04/12/2017 09:14 GMT

A New Easy-To-Use Tool Could Determine A Person's Risk Of Getting Alzheimer's

'Dementing illnesses have reached pandemic levels.'

A team of researchers and clinicians have developed a new simple scoring system which they hope can help GPs better determine a person’s risk of developing Alzheimer’s.

The scoring system is part of a new tool called QuoCo which combines existing testing methods and then looks at them over a period of time.

Ocskaymark via Getty Images

This contrasts with other tests which look to directly diagnose the disease through an analysis of blood samples or brain scans.

“Similar to ‘growth charts’ used in pediatrics, the QuoCo cognitive charts allow physicians to plot cognitive performance of any patient based on age, education and score on the Mini-Mental State Examination, and track cognitive change over time,” says Dr. Robert Laforce Jr., Université Laval and CHU de Quebec. 

The tool has been specifically designed for GPs and family doctors as it relies on gathering data over a long period of time, giving these doctors a unique understanding of their patients.

If used correctly, the team believe that the tool could “allow physicians to intervene and potentially treat an older adult who ‘fell off’ the curve.”

Writing about their new creation in the Canadian Medical Association Journal, the authors write: “Dementing illnesses have reached pandemic levels,”

“Early detection of cognitive impairment remains our best approach to disease management before irreversible brain damage occurs. Family physicians are in a key position to contribute to this approach; however, they are ill-equipped.”

So how does it work?
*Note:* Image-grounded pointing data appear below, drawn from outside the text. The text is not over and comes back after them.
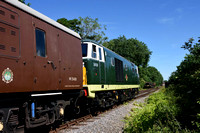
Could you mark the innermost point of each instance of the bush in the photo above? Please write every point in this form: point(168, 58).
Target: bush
point(159, 112)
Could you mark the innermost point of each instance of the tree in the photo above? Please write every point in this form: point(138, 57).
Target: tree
point(91, 29)
point(131, 49)
point(73, 24)
point(185, 82)
point(87, 27)
point(23, 1)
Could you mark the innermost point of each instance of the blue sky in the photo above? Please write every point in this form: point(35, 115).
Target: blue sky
point(164, 25)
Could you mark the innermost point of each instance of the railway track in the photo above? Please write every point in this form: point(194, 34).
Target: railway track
point(90, 118)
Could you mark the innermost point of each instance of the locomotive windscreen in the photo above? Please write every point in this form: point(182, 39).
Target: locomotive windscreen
point(119, 70)
point(84, 49)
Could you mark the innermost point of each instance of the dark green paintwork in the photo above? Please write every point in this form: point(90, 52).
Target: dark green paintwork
point(104, 73)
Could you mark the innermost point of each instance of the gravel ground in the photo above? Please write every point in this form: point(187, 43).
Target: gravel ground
point(109, 122)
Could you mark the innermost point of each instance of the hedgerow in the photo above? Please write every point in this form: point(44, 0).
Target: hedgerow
point(158, 114)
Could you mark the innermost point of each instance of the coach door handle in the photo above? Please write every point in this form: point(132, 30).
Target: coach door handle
point(52, 64)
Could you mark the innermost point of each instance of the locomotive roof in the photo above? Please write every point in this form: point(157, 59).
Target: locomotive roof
point(41, 16)
point(92, 41)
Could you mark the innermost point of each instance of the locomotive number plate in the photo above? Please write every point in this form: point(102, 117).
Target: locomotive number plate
point(7, 76)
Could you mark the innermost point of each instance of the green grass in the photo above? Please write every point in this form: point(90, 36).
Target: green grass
point(157, 115)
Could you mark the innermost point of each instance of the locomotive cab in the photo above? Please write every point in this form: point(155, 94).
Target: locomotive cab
point(94, 61)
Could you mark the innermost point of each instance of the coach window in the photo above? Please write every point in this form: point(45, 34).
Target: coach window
point(84, 49)
point(40, 43)
point(94, 53)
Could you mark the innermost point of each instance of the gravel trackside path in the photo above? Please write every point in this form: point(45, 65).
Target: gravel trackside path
point(108, 122)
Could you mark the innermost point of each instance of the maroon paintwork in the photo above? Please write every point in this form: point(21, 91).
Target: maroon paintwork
point(32, 72)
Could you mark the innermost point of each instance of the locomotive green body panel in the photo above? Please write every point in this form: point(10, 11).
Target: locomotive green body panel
point(106, 70)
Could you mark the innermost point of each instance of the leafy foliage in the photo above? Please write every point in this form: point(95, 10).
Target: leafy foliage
point(132, 49)
point(91, 29)
point(87, 27)
point(150, 74)
point(23, 1)
point(137, 52)
point(157, 115)
point(185, 82)
point(72, 24)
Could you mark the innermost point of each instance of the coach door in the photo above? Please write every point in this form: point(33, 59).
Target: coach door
point(46, 65)
point(101, 65)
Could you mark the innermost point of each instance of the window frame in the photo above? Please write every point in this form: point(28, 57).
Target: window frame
point(45, 43)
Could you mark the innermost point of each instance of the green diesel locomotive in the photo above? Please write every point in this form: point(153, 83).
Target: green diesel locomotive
point(107, 76)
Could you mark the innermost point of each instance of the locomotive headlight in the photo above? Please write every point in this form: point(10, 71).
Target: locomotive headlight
point(1, 126)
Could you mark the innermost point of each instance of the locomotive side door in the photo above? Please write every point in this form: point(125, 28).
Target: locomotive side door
point(46, 65)
point(101, 65)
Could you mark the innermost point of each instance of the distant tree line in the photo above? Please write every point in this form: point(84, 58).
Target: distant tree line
point(185, 82)
point(23, 1)
point(132, 49)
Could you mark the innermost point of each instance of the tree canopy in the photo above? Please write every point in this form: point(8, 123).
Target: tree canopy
point(185, 82)
point(132, 49)
point(23, 1)
point(73, 24)
point(87, 27)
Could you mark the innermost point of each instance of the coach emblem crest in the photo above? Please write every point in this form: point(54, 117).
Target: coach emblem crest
point(7, 76)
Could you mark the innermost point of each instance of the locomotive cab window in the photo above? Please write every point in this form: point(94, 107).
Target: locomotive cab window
point(84, 49)
point(100, 56)
point(40, 42)
point(94, 53)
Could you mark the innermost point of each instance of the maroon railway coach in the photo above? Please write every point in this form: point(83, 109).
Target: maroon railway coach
point(40, 66)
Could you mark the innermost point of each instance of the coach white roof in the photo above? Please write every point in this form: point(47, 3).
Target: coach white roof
point(41, 16)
Well quite simply it involves combining a number of existing testing methods and rather than having to look at them individually it creates a formula that adds them together and results in a clear score that can be tracked over time.


While clearly a very effective tool, some experts have pointed out that the test does come with its own limitations which is that it can only truly be effective for those communities that have a long-established GP surgery and with patients who are willing to continually take the test.

Dr. Andrew Costa, Department of Health Research Methods, Evidence and Impact, McMaster University explains, “the widespread benefits derived from cognitive charts for any screening examination rests on the assumption that at-risk patients are being screened systematically over time and that cognitive test results are communicated, or can be readily referenced by, physicians. We seem to be some distance away from that reality.”